So, the punishment may be looked at from two different aspects. It can be regarded as a method of protecting society by reducing the occurrence of criminal behavior or it can be considered as an end in itself. In modem times it is the former aspect that is being emphasized because social welfare is considered to be of paramount importance. An ethical approach to crime which is the main basis of the retributive theory is gradually losing ground in modern times.
The advocates of deterrent theory justify punishment as a deterrent to the offenders punished and also to others in the community. The punishment is imposed as a means for improving social behavior. It is designed to deter future crime; it frightens other citizens so much that they will not do what the offender did. The basic argument put forth for the deterrence principle is mechanistic; the varieties of crimes and varieties of punishments are so finely balanced that each punishment imposed on the offender will have a significant impact on others and they will realize that the costs of committing a crime outweigh the benefits.

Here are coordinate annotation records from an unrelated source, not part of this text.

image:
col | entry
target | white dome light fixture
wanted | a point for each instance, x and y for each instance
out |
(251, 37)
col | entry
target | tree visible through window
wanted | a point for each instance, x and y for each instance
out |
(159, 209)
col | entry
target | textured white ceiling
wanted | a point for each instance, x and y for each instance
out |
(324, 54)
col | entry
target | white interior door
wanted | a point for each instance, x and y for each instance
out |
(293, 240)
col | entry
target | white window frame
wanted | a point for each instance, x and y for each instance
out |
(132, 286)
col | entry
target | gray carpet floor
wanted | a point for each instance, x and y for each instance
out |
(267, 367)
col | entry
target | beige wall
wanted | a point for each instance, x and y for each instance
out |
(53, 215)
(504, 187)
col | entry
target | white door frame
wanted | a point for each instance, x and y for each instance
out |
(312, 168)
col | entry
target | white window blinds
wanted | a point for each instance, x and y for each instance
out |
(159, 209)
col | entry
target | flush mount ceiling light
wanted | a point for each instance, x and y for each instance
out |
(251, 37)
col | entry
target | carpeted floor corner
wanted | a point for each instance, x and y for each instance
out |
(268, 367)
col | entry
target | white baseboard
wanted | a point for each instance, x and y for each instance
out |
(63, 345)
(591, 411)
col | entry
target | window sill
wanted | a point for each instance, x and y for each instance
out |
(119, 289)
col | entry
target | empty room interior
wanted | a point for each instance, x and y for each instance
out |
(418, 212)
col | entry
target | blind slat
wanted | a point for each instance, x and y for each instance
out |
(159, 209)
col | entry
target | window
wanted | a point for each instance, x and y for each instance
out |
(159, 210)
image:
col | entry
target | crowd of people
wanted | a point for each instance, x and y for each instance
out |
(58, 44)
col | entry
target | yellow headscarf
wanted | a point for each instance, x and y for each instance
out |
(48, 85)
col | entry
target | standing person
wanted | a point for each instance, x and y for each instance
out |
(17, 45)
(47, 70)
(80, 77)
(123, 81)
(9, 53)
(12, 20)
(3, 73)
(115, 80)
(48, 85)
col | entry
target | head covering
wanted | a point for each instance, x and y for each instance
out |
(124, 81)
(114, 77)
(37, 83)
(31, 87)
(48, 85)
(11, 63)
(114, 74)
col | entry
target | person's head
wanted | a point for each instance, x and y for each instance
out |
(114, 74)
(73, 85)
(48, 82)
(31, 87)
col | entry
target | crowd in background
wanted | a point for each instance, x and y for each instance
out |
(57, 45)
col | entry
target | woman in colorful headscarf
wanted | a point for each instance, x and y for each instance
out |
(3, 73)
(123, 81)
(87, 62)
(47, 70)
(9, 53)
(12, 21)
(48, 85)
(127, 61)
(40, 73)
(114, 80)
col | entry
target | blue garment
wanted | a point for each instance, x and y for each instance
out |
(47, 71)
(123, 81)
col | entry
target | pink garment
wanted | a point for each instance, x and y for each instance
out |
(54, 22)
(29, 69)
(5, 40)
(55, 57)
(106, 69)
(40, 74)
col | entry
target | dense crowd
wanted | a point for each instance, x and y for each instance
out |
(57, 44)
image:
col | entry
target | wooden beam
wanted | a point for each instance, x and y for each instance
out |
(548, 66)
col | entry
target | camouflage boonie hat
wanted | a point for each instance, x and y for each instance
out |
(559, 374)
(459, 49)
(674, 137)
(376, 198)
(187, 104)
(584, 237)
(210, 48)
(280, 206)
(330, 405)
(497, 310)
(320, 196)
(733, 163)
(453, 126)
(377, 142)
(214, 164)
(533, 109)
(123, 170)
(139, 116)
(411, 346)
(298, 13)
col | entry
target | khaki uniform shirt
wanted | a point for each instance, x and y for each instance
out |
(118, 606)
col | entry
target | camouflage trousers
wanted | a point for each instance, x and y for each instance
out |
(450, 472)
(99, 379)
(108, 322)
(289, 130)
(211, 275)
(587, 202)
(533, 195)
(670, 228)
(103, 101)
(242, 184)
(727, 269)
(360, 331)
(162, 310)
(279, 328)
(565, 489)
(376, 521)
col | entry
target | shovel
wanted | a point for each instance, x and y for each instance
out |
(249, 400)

The general deterrence principle in economic terms is “pay the price of a crime”. The hedonistic assumption is that people regulate their behaviour by calculation of pleasure and pain. When deterrence was regarded as the principal purpose of punishment, penalties were made as public and as brutal as possible so that it might remain as an example to the public as long as possible. Whenever a community experience a significant increase in crime rate, there is a demand for an increase in certainty and severity of penalties based on the assumption that if more criminals are punished more severely other persons will be more effectively deterred from similar crimes.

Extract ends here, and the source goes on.